22 Nisan 2008 Salı

... kırkınında kalbi kırık kalp ...




Kalbim ilk günkü gibi iyileşmiyor artık … eskisi gibi boşvermiyor olağanlara …her şamarda bilenip için için , yine yüzünü değiştirip birdaha patlatıyorlar yüzüme sanki …benmi çok salağım , bu kadar saf bekliyorum herkesi yüreğime … yoksa insanların duyguları mı çok monotonlaştı … el değmez bir pervasızlık herkeste … dün gözyaşını silen , bugün neden içine içine akıtıyor pis kanını…

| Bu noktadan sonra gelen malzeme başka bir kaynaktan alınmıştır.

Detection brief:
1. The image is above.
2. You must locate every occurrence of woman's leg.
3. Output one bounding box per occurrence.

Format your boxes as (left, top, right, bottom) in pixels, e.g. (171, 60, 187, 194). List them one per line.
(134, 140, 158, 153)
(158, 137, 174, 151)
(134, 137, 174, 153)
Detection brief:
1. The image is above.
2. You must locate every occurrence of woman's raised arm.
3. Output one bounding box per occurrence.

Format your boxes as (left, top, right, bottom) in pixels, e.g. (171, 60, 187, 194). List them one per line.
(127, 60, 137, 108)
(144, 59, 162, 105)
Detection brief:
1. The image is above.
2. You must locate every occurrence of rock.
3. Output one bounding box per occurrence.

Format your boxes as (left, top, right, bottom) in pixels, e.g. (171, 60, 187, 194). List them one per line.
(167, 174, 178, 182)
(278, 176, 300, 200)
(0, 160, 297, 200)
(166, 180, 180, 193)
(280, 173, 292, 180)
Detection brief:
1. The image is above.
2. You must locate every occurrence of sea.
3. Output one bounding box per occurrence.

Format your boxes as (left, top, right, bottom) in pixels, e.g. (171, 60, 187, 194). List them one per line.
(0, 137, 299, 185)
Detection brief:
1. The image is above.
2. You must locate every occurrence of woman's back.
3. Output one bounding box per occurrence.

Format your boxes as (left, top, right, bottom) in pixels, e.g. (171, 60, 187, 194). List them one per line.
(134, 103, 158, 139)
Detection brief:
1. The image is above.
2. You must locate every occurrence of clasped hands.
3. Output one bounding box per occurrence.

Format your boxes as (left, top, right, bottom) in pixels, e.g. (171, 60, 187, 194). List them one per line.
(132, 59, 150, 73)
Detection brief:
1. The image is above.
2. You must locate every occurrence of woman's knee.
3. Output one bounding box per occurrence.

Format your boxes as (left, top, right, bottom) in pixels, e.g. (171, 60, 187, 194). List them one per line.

kalbim ilk günkü gibi atamıyor heyecanla … ilk günkü gibi sevmiyor çünkü kimse kimseyi … yarınına saklıyor herkes bir çıkar için sevgisini bile … “neme lazım” bir fikir bütünlüğü var yüreklerde bile demek ki , bugün biraz sev , yarında biraz … nasıl olsa gitmiyor bir yere … peşin bir haykırış duymadım ne zamandır içime doğru bir yerden. Şöyle beynimden akan kan süzüle süzüle akmadı kalbime doğru … hangi aralıkta kimler sevdim , kimleri sövdüm bilmiyorum …

ama kalbim ilk günkü gibi beslenmiyor artık… eskisi gibi çağlamıyor damarlarımla kan kalbime … kim çatlattı en son heyecandan yüreğimin duvarlarını ? ne zamandır hiç spazm yaşamadım farkındayım … en son ne zaman kilitlendi dudaklarım bir kul karşısında … takribi bir toz zerresini doldurmaz geçen zamanda kazandığım , kaybettiklerimin yanında … kalbimdeki tutuşan ormanda yanan yanında kurtarılan nedir ki … kaç hektarlık alan kullanılamaz durumdadır kim bilir …

kalbim ilk günkü gibi iyileşmiyor artık … eskisi gibi boşveremiyor … boş verebilmek cömertliktenmiş , anladım… boş vermek …

anladım ki , insan yürekte yer kalmayınca , boş veremiyor …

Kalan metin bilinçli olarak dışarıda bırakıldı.